The conversation below reveals that indeed the majority of the points
i raised were caused by me misunderstanding what you meant when
saying "RC".

> My objective since Bertrand added the first automatic tests before the
> groff 1.22.4 release has been to _never_ have Git HEAD in a state where
> _any_ tests fail,

That's a worthy goal - incidentally, i do the same for mandoc, and
i think that is *very* common practice in most free or commercial
software contexts.

It has nothing to do with whether or not a tree is in a state that
is close to mature enough for a release in the near future.  Even
if a project has an above-average regression suite, the tree can easily
be in a state that is highly unstable and likely contains many new
regressions even when the test suite succeeds.

Slowly adding tests to groff is not a bad idea, but right now, the
groff test suite still has close to zero coverage, so it is almost
meaningless in this respect.

> Therefore, by that standard, any commit not marked "Test fails at this
> commit."..._is a release candidate_.

I consider that a ridiculous standard.  What's the point of
having a term for something if the defining property is trivial?
Or expressing the same question differently, why have a term that
means nothing?  In particular if the term is commonly used in a
completely different sense in the context.

But i do admit that disagreement is purely terminological, so we won't
die from not resolving it.

> On the other hand, that statement is unrealistic.  We don't have a
> regression test for every defect in groff because, like any
> non-formally-verified codebase of non-trivial complexity, groff has bugs
> we don't know about and therefore cannot test for.  It can also have
> bugs that we know about but don't understand well enough to a write a
> test for, and bugs that manifest only on platforms or configurations
> that its regular developers don't test.

Indeed.  It is by definition impossible to measure and/or prove
the density of such bugs.  But sometimes, one does have reasonable
grounds for an informal, non-quantitive estimate of the density,
and when well-informed people feel it is lower than usual in their
project, they usually say "now would be a good time for release".
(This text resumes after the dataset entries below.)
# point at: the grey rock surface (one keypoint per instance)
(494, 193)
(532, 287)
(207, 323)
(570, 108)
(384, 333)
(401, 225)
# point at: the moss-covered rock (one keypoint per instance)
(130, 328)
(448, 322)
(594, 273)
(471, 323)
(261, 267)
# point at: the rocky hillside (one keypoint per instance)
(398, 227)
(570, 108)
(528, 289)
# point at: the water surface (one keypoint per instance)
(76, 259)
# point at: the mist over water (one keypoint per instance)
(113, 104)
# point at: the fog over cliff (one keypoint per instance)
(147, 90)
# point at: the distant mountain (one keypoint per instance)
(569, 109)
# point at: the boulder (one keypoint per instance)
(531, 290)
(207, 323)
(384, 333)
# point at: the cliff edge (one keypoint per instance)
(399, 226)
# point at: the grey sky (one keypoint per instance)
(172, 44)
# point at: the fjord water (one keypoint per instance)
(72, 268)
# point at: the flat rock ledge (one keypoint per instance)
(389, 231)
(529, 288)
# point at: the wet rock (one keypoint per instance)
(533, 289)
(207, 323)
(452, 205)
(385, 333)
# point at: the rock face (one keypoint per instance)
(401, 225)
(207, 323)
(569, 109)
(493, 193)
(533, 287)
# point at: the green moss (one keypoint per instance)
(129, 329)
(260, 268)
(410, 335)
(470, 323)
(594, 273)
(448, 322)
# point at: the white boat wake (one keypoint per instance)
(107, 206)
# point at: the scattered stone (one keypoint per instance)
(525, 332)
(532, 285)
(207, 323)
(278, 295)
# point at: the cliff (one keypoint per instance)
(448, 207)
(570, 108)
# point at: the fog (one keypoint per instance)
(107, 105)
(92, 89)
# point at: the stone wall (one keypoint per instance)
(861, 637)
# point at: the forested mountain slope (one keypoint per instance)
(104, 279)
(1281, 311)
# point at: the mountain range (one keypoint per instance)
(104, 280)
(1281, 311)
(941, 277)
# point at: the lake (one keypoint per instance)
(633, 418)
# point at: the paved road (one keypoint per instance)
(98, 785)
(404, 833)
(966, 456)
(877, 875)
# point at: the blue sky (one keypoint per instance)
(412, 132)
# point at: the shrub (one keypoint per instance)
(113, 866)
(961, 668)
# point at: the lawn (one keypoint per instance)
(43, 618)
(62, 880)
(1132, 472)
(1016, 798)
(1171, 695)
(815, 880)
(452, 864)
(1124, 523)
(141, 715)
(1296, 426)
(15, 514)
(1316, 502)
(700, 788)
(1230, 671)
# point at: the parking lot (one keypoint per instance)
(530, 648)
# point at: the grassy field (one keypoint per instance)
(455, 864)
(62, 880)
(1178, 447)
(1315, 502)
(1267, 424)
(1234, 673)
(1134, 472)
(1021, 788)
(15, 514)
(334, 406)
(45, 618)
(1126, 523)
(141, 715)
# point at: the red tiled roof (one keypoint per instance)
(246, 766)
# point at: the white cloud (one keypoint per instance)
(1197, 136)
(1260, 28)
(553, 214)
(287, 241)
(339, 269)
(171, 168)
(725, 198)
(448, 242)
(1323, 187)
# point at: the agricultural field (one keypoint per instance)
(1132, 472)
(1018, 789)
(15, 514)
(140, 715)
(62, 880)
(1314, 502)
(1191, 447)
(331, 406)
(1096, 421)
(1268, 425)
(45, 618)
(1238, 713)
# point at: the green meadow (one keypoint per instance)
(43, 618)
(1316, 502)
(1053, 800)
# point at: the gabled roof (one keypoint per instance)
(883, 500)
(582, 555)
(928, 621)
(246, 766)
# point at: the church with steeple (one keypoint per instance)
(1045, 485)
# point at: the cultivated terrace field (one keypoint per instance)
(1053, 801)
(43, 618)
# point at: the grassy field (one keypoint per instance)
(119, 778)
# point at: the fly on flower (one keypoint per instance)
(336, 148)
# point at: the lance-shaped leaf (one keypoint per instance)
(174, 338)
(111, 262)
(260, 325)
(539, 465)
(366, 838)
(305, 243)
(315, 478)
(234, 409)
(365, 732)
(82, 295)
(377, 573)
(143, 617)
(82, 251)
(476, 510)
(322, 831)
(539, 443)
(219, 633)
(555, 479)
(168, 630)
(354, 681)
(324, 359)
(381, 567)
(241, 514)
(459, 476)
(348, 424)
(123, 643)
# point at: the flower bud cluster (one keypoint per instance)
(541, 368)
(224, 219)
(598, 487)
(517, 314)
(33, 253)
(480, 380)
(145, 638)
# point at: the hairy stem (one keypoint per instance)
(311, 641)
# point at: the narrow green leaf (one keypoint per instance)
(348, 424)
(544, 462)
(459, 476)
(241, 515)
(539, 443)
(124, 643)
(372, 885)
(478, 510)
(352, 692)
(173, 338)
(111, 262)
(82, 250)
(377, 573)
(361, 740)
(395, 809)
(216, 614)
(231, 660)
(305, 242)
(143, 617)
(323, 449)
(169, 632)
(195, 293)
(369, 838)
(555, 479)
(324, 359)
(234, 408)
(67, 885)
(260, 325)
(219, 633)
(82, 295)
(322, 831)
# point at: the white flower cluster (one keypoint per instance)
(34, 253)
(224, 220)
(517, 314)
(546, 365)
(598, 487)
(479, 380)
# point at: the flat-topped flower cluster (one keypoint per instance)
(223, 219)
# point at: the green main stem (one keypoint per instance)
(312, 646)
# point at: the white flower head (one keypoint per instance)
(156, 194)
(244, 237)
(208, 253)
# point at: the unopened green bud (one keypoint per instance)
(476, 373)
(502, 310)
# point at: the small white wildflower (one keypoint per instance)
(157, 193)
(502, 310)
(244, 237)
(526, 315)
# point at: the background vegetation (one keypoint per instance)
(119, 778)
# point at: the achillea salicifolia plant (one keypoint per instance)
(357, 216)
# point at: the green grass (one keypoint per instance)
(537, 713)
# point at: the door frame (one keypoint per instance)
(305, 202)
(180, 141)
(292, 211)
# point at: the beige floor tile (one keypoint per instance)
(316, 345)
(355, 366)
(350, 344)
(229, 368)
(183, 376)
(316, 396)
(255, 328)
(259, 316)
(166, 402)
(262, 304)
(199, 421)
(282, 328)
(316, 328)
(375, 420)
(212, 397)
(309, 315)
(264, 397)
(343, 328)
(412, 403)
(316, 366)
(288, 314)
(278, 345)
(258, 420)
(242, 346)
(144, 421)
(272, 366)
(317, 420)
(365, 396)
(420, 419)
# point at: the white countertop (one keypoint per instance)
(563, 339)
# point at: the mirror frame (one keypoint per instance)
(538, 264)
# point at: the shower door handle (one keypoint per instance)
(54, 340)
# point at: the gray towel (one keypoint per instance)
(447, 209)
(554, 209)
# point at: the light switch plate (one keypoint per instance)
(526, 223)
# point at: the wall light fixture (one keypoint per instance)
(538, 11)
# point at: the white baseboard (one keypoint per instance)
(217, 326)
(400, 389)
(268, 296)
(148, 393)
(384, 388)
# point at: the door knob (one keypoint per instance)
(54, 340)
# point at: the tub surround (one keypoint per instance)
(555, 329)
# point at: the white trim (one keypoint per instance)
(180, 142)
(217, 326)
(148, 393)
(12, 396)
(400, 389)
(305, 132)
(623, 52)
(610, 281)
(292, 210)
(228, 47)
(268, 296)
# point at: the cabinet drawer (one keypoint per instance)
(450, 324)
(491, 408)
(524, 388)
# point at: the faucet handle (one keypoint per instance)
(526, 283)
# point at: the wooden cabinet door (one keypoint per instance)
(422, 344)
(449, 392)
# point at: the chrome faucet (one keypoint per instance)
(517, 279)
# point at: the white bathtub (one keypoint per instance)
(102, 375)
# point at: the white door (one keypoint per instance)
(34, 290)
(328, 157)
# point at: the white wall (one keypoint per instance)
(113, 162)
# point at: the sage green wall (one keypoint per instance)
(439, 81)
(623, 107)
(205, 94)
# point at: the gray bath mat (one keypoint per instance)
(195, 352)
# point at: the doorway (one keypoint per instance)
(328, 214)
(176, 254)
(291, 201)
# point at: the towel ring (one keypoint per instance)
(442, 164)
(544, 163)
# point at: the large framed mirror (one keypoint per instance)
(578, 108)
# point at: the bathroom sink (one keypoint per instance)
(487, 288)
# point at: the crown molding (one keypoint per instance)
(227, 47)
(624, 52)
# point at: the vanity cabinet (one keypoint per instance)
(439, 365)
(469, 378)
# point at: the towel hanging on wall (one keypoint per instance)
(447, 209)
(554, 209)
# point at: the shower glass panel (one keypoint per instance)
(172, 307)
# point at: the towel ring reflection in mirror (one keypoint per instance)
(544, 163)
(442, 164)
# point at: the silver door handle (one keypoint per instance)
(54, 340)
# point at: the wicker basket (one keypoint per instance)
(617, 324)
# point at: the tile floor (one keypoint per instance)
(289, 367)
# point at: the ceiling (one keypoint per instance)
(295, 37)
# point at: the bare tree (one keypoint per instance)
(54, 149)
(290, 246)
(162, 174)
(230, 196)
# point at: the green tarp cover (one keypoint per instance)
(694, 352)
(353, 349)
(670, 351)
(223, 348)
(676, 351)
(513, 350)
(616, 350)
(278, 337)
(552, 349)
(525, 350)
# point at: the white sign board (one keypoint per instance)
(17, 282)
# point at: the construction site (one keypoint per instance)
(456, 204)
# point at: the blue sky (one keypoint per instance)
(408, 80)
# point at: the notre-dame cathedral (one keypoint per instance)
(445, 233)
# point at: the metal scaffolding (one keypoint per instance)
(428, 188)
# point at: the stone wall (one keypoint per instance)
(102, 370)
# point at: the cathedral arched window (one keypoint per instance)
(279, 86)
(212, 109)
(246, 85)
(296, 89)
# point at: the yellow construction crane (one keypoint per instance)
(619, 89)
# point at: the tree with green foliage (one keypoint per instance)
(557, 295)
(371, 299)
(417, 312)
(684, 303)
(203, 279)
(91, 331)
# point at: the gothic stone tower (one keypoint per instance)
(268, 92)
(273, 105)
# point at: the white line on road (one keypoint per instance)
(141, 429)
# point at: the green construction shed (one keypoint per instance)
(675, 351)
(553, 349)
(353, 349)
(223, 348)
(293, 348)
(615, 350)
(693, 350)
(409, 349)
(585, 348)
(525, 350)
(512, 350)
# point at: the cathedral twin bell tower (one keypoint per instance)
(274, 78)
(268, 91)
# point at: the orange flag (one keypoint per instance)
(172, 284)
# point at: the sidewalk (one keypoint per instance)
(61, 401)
> None of these are novel observations; it's why people have "continuous
> integration" infrastructures.

What i'm saying is that even though *functionally*, groff-current
is decisively better than groff-1.22.4 in large numbers of respects,
my impression is the regression density in groff has, during the last
two years, never been as high as it is right now.  I feel less sure
about the years before, but if i remember correctly, that statement
not only applies to the last two years, but to the last decade.

I would call such a state "aggressive unstable development", i.e. the
direct opposite of "beta", let alone "RC".  My question is: how do we
get from an unstable development state to an RC-ready state?

Then again, you seem to disagree that the current development state
is unstable, in which case maybe mopping of the remaining known
puddles and then releasing is not unreasonable.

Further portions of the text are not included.